A polypeptide is a compound formed by multiple amino acids connected by peptide bonds. They are ubiquitous in organisms. So far, thousands of polypeptides have been found in organisms. Polypeptides play an important role in regulating the functional activities of various systems, organs, tissues, and cells in life activities. And it often used in functional analysis, antibody research, drug development, and other fields. With the maturity of biotechnology and peptide synthesis technology, more and more peptide drugs have been developed and applied in clinical practice.

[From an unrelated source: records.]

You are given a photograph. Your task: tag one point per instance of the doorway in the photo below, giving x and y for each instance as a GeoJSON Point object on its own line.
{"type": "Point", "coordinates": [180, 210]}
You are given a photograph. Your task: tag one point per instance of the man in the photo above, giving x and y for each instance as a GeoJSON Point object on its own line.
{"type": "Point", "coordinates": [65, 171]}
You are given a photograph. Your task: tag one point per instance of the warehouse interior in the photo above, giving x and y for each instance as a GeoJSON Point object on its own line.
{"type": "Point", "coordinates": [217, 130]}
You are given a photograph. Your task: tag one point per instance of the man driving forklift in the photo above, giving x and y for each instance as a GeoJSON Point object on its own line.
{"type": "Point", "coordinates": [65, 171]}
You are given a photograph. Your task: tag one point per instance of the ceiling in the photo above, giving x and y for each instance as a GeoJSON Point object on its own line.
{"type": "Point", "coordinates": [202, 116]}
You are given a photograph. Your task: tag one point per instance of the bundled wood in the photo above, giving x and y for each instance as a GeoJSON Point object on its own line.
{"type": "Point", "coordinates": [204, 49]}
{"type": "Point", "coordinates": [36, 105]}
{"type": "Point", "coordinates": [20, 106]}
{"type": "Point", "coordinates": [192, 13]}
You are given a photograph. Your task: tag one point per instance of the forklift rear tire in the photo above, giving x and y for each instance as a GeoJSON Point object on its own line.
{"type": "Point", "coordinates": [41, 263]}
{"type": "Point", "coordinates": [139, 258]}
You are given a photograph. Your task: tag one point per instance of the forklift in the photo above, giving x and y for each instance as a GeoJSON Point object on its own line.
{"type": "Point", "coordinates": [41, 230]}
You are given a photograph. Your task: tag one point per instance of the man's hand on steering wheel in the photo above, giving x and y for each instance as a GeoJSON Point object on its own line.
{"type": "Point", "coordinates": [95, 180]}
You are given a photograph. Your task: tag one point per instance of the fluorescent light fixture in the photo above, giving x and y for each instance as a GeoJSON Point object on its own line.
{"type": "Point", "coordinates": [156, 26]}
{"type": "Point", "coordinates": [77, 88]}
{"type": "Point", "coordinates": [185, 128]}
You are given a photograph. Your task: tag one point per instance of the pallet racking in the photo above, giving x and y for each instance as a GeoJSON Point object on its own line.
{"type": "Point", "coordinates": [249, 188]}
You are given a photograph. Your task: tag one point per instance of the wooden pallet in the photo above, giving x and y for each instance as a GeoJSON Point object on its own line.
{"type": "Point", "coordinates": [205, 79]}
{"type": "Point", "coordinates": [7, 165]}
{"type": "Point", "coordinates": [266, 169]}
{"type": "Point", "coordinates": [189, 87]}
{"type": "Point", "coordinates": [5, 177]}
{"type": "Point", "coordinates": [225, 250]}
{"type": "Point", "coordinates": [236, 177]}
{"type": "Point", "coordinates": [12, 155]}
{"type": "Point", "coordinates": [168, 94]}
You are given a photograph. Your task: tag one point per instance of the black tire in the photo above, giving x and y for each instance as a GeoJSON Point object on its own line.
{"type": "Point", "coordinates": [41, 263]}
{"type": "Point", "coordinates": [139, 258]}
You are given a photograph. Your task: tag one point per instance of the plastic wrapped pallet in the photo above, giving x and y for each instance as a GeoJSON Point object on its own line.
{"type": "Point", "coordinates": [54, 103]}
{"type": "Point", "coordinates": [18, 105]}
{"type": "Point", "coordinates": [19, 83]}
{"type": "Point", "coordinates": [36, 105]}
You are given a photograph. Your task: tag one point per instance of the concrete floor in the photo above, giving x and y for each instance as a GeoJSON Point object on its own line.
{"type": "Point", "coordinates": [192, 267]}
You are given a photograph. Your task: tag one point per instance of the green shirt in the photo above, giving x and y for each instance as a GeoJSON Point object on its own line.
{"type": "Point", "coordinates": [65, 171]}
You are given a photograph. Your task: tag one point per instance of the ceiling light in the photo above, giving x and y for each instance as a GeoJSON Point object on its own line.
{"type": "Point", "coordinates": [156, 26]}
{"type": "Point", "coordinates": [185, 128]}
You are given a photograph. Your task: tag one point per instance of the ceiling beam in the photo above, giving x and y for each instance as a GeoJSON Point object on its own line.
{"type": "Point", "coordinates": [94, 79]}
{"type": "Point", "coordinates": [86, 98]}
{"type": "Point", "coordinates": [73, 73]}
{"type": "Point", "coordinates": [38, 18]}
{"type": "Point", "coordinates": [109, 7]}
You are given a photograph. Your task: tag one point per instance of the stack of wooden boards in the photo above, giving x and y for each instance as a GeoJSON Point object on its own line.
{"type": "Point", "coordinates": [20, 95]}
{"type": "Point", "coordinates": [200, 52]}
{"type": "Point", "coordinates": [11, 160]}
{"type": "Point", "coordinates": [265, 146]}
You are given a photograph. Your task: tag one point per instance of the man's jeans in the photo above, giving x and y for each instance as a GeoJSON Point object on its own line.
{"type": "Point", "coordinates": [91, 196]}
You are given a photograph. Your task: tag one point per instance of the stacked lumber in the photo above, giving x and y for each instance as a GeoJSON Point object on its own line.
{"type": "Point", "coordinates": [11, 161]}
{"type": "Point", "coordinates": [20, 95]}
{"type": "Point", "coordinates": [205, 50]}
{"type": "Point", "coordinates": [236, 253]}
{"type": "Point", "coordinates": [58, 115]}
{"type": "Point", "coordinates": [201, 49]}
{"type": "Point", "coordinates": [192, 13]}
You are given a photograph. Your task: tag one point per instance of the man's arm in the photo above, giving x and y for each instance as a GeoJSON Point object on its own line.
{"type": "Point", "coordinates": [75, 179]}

There are many kinds of polypeptide modifications, which can be simply divided into post-modification and process modification(using derived amino acids). According to different modification sites, they have N-terminal modification, C-terminal modification, side-chain modification, amino acid modification, skeleton modification, etc. As an important means to change the main chain structure or side chain groups of the peptide chain, peptide modification can effectively change the physical and chemical properties of peptide compounds, increase water solubility, extend the time of action in the body, change their biological distribution, eliminate immunogenicity, reduce toxic side effects and so on. Mainly introduces several major peptide modification strategies and characteristics here.
1.Cyclization
Cyclic peptides have many applications in biomedicine, and many natural peptides with biological activity are cyclic peptides. Since cyclic peptides are more rigid than linear peptides, they are extremely resistant to the digestive system, survive in the digestive tract, and a stronger affinity for target receptors. Cyclization is the most direct way to synthesize cyclic polypeptides, especially for polypeptides with larger structural skeletons. According to the cyclization method, it can be divided into side chain-side chain type, terminal-side chain type, and terminal-terminal type.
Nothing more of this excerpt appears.